Aggiornamento: 5 apr 2023

di Daniele Viotti

“When in trouble go big”. È una espressione molto nota agli americani e usata in tutto il mondo per convincere la politica, i governanti a farsi coraggio e a prendere le decisioni e le scelte che necessitano di essere prese. Questo è quel che però non sta avvenendo a proposito del prossimo bilancio pluriennale europeo. La discussione su quel bilancio è stato spinto sullo sfondo del dibattito pubblico europeo, scordato dai politici europei, tralasciato dai giornali. Ma non dimenticato dai burocrati della Commissione Europea che diventeranno, stante che l’attenzione dei leader europei è giustamente orientata sull’emergenza globale del coronavirus, i maker del prossimo bilancio. Senza voler rivangare in questa sede il dibattito delle scorse settimane, voglio solo ricordare come le prospettive che i “ventisette” si erano dati erano quelle di un bilancio di contenimento, senza investimenti, senza prospettive e con il solo mantenimento delle spese che vengono considerate come usuali, ma invece sono quelle che hanno spinto la crescita del nostro continente. Si tratta di veri e propri investimenti: Erasmus, Horizon, i grandi progetti europei. Oggi la prospettiva è totalmente cambiata.
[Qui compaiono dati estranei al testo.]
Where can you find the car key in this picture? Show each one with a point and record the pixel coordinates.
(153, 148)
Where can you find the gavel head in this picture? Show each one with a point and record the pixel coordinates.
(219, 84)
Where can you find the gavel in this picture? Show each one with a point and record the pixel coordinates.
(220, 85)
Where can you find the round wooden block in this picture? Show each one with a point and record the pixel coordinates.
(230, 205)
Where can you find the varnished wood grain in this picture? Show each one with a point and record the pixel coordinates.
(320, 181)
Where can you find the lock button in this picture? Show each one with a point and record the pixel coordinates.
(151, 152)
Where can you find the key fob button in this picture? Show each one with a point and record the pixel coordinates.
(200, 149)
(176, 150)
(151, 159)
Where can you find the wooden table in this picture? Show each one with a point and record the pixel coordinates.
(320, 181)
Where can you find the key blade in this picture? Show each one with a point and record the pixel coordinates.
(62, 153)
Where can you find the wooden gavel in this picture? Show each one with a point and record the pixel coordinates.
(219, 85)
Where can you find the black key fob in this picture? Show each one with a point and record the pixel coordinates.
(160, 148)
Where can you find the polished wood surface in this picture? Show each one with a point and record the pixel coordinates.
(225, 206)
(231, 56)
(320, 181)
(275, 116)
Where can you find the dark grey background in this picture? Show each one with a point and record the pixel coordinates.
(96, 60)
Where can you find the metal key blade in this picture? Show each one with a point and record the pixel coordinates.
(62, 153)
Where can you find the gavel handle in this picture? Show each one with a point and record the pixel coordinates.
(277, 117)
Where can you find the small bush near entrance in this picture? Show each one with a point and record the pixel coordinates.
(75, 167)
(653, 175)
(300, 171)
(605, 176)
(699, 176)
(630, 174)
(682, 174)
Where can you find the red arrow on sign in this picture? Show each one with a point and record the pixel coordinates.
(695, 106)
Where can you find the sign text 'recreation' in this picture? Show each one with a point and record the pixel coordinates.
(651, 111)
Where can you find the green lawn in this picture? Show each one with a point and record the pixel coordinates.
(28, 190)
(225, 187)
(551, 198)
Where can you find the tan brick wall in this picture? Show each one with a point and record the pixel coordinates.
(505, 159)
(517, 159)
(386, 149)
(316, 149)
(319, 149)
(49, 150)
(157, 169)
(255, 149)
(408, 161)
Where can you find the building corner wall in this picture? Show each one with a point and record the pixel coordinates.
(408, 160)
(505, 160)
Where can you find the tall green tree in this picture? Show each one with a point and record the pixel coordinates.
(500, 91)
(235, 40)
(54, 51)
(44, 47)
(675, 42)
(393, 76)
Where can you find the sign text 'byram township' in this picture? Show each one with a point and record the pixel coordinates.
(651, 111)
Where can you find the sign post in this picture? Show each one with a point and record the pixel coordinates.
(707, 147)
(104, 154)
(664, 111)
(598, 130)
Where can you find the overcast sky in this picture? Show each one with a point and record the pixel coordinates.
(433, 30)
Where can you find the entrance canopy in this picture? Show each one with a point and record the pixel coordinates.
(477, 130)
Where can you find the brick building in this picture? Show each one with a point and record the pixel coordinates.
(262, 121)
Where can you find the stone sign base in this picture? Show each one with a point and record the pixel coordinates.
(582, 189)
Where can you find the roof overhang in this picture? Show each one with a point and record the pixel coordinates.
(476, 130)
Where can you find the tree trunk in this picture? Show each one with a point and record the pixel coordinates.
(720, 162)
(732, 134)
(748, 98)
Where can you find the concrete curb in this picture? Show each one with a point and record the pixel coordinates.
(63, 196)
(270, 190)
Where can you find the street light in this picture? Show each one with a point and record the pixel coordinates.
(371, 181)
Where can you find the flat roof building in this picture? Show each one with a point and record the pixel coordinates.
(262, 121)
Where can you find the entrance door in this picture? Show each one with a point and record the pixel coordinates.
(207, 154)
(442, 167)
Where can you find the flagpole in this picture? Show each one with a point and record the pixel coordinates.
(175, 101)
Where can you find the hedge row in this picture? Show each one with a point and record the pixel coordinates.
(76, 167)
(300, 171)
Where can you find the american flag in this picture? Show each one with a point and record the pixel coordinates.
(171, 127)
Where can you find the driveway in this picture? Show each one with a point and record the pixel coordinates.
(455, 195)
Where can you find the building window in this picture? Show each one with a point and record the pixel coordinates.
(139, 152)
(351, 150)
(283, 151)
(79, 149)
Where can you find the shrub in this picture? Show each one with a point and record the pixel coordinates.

Il coronavirus ha portato sul tavolo delle cancellerie la necessità di fare una scelta non più procrastinabile: o si rilancia, finanziandola, una nuova prospettiva di Europa o si continuerà sempre più a mettere l’Europa in una riga della voce “spese varie” dei bilanci nazionali. Ci sono i temi della sanità, della prevenzione, delle sfide climatiche, ma c’è davanti agli occhi di tutti noi il grande tema delle politiche sociali e delle politiche industriali. Su queste spese non possiamo più di “tirare a campare” con grandi dibattiti: si deve intervenire e intervenire tutti insieme. Tutti i Paesi e oggi, probabilmente, l’Italia ha una nuova autorevolezza per guidare e indirizzare un dibattito. Infine una riflessione a chi oggi, insieme agli attori politici, ha grandi responsabilità economiche e finanziarie nel Paese e in Europa: non è più il momento di fare grandi elucubrazioni sul pensiero europeista e sull’identità del nostro continente. È il momento dell’azione e – mi sia consentita la parola – della rivoluzione. Lo richiedono i tempi che viviamo e lo richiedono i cittadini che questi tempi stanno subendo. A fronte a una necessaria e inevitabile nuova epoca di investimenti pubblici occorrono anche responsabilità e coraggio degli investitori privati.